Помню, как уплывала от нас его диссертация, шевеля страницами-крылышками, оставляя кровавый след. Рыбки поклевывали ее, умнея на глазах. Диссертация все отставала от катера – рыбки своими ротиками тормозили ее. Мы как раз проплывали ту часть Фонтанки, у заводов и верфей близ залива, где раньше, в доме адмирала Клокачева, Пушкин после лицея жил. И Никитина диссертация в нежных рыбьих губках почему-то напомнила мне озорную поэму Пушкина «Царь Никита и его дочери». Но сказать о том я не решился – а вдруг еще зазнается? Этого только не хватало!
А ужас между тем нарастал. Перекрыть ужас кошмаром – любимый Никитушкин стиль. Когда приплыли мы к нему, на канал Грибоедова, и заночевали – в первую же ночь, как Пиковая дама, шаровая молния ему явилась, тема его диссертации. Спали у него – и вдруг он вскочил, как ужаленный, и, отгораживаясь ладонями, завопил: «Нет! Нет!» Воплями «выдул» ее в форточку… Когда во второй раз она появилась – я даже глаз не открыл… Хватит! Никита с его темпераментом для масштабных трагедий рожден, а я должен беречь свои скромные силы. В промежутках между визитами молнии он выбегал еще катер смотреть у набережной: не украли ли? Ночь так что бурная была. И сейчас, в покое и тишине, на солнышке, на корме, потянуло в сон. Имею я право? Пока Никитушки нет? Пока он расходует на Сенной излишки своего темперамента, восстановим немного свой.

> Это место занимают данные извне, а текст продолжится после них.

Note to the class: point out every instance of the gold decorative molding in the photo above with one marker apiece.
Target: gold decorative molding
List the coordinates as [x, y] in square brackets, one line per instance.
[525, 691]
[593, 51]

…Перво-наперво надо будет ему присоветовать ногу съесть. Разорвать причинно-следственную цепочку, что к трагедии привела. Ведь если бы не лосятина, вернулся бы Никита с поруганной диссертацией к Ирке, и та, слегка пометелив, простила бы его. Но с окровавленной диссертацией – это уж чересчур. Пришлось ее утопить. В смысле, диссертацию. А если бы не была она в реке, а лежала в шкафчике, то и шаровуха – тема диссертации – глядишь, отдыхала бы меж страниц в виде изысканных формул, а так выскочила, как мокрая кошка! И ее можно понять. Надо было еще в поезде мясо съесть. Соседей угостить. Пусть даже насильно! А то, чувствую уже, завелись в катере лосиные мухи, бегают по губам, мешают дремать. Неоднократно про них читал, и вот явились, кусают, явно намекая на то, что по вкусовым качествам я не уступаю лосю. Становятся людоедами. Вот финал! Не было еще такого ужаса (попавшего в наше поле зрения), который бы Никитушка не реализовал. И, к несчастью, еще не финиш! Финиш впереди. А пока вздремнем, если сможем, после бессонной ночи. Плещется вода…

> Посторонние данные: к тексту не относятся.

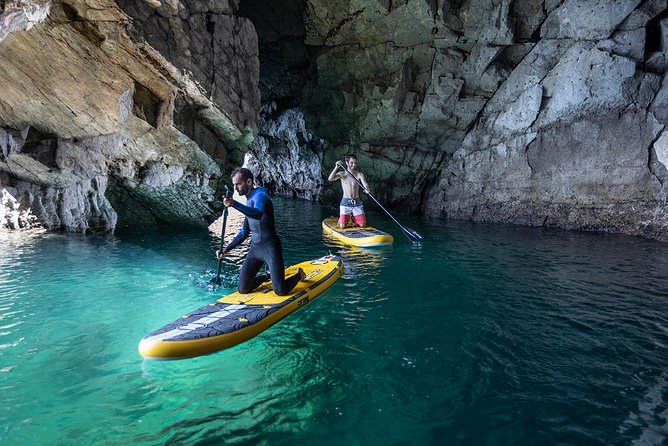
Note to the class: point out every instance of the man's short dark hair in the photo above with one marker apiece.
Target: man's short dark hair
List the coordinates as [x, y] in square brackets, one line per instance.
[245, 173]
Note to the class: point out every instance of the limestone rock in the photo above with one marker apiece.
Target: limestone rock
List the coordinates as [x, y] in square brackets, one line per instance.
[87, 119]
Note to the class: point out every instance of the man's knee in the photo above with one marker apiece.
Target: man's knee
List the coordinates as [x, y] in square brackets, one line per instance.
[245, 289]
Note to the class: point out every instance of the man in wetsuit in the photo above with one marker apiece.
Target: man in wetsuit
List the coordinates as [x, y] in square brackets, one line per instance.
[265, 246]
[351, 204]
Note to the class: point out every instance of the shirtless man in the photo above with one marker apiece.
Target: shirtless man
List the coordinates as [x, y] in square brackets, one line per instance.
[351, 204]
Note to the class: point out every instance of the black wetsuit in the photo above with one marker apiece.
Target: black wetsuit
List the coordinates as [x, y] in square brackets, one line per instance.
[265, 245]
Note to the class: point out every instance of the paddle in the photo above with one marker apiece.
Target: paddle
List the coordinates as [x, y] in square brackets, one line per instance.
[408, 232]
[228, 194]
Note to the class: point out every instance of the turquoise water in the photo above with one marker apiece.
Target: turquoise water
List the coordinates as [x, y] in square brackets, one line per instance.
[481, 335]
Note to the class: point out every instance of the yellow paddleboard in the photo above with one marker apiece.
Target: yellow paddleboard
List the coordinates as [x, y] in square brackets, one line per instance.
[365, 236]
[237, 317]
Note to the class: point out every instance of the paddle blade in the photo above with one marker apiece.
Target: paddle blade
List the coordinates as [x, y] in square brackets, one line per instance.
[411, 234]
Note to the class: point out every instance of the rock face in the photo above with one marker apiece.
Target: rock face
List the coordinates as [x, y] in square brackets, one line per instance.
[89, 134]
[532, 112]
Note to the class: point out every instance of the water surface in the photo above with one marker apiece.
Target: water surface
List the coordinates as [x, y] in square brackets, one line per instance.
[482, 334]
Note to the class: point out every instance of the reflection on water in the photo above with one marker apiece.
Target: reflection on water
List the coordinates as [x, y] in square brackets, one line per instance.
[481, 334]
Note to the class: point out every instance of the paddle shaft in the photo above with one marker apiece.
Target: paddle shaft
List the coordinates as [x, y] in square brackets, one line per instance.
[412, 235]
[222, 243]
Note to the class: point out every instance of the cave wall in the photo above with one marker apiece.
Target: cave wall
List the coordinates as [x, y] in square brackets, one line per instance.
[533, 112]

Проснулся я от грохота на палубе. Ошарашенно вскочил, глянул: Никита исполнял на корме дробную чечетку. Да, сильно он за это время продвинулся по социальной лестнице вниз: мятый, всклокоченный! Ну что ж, на Сенной искони стоят «Вяземские казармы» для бродяг, и фиолетоволицые «вяземские кадеты» давно уже облюбовали эти места. Мимикрировал! И как успешно! Я глянул: солнце стояло в зените. Похоже, сегодня будет длинный день.
– Я – свободно плавающий гусь! – заорал Никита, вскинув руки к солнцу.
Да. Хорошо он отметил начавшуюся свободу! А меня не взял. Другие теперь у него друзья. Как раз один такой сидел на ступеньках спуска – видно, Никита решил всегда его иметь под рукой как образец для подражания. Даже для этих мест, я бы сказал, тип слишком колоритный. Какая-то несимметричная голова: левая половина лысая, с какими-то чахлыми кустиками, лицо какое-то синеватое, как утрамбованный снег, глаз тусклый, неживой. Правая сторона почти нормальная, пробиваются даже однобокие усики, надо лбом – ежик, глаз хитрый и наглый. Двуликий Янус какой-то! Одет, впрочем, тоже неоднозначно: на ногах опорки без шнурков и носков, видна грязная кожа, мятые брючки (тут тоже есть асимметрия – к одному колену прилип окурок, к другому – нет), пиджак жеваный, зато под ним сияет фиолетовая, хоть и мятая, но, видимо, шелковая футболка с вышитой на ней надписью: «Шанель № 5». Что ж, ему не откажешь в некоторой изысканности. Достойный идеал выбрал Никита для себя.
Может, нам дать, пока не поздно, задний ход, отменить наше «свободное плавание», снова наглухо «засекретиться» на своем предприятии? А то как-то больно бурно рассекречивание наше пошло.
Но Никиту не остановишь уже. Посмотрел осоловело на меня, уловил, видимо, некоторые сомнения в моих очах, набычился.
– Вот, – на пришельца кивнул, – все нам сделает!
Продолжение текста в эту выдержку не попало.